Enrique Arjona Compaña
(Cuevas de San Marcos, Málaga,
1949) se describe a sí mismo
como una persona sencilla y
afable, de carácter abierto y
extrovertido. Autodidacta de
formación, su trayectoria
laboral, que abarca desde 1964
hasta 2007, se ha desarrollado
en la misma empresa, una
multinacional, de élite, donde
ha prestado sus servicios en
sectores como administración,
contabilidad, escuela de
formación y marketing
comunicación.

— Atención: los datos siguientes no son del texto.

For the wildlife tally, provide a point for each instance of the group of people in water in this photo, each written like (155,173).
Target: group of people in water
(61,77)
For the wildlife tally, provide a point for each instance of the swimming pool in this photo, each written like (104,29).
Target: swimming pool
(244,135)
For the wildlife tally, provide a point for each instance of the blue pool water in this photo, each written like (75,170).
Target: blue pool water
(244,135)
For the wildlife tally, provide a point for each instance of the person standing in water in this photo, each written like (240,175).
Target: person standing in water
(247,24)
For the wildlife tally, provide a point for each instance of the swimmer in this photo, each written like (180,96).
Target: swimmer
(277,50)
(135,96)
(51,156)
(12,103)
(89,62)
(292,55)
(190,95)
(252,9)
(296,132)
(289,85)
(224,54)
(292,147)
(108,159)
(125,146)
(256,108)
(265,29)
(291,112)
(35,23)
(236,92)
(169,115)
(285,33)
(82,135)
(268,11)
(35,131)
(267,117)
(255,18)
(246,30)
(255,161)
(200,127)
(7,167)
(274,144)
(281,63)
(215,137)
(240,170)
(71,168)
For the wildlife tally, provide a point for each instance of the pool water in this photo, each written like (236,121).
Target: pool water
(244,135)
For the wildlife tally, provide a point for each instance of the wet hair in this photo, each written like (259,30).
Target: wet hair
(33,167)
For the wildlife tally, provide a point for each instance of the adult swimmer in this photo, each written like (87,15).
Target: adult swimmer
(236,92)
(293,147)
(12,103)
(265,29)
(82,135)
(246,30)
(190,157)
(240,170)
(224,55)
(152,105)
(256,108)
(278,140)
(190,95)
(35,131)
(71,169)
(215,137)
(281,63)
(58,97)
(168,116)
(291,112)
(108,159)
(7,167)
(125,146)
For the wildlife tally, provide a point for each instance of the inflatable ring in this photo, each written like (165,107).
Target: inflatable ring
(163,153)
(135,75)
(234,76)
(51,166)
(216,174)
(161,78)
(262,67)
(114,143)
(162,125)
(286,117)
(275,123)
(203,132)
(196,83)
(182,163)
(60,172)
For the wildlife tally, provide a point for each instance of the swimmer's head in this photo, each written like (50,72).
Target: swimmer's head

Está divorciado y
tiene dos hijas. Reside en
Madrid desde 1962, año en que
emigró con su familia de su
pueblo natal. Una vez jubilado,
ha descubierto en la narrativa
breve una vía de escape que le
está permitiendo dar rienda
suelta a esa exuberante
imaginación liberadora que pocas
veces se alcanza.
Sobrehumanamente fecundo, en
poco menos de dos años ha dado a
la estampa más de una decena de
libros, de distinto género y
temática diversa, en todos los
cuales,
sin embargo, se recrea a sus
anchas ese espíritu de niño que
tantas veces correteó por unas
huertas nutridas por la fuente
vivificadora del Genil, que, a
juicio de quien redacta estas
líneas, no ha llegado a
abandonar nunca.
Libros de nostalgias vivenciales
y de recuerdos sentidos, entre
sus títulos figuran Relatos
cortos, narraciones y otras
reflexiones, colección de
narraciones cortas variadas
(2016); Incesto mortal,
novela (2016); Una vida
vivida. (Novela cuasi histórica),
novela (2016), Relatos breves
(2016), Relatos breves y
otras reflexiones (2016),
Recuerdos familiares. (Relatos
breves y otras reflexiones)
(2016), La cámara de la
verduga. (Ella y su sótano),
novela, (2016); ¿Solo se vive
una vez...? (Relatos y verso
libre) (2017); El verso
libre, relatos y otras
reflexiones, compilación de
poemas, narraciones y
pensamientos (2017), Mi
padre y su guerra. (Novela cuasi
histórica) (2017) y La Susa (2019), recientemente aparecida.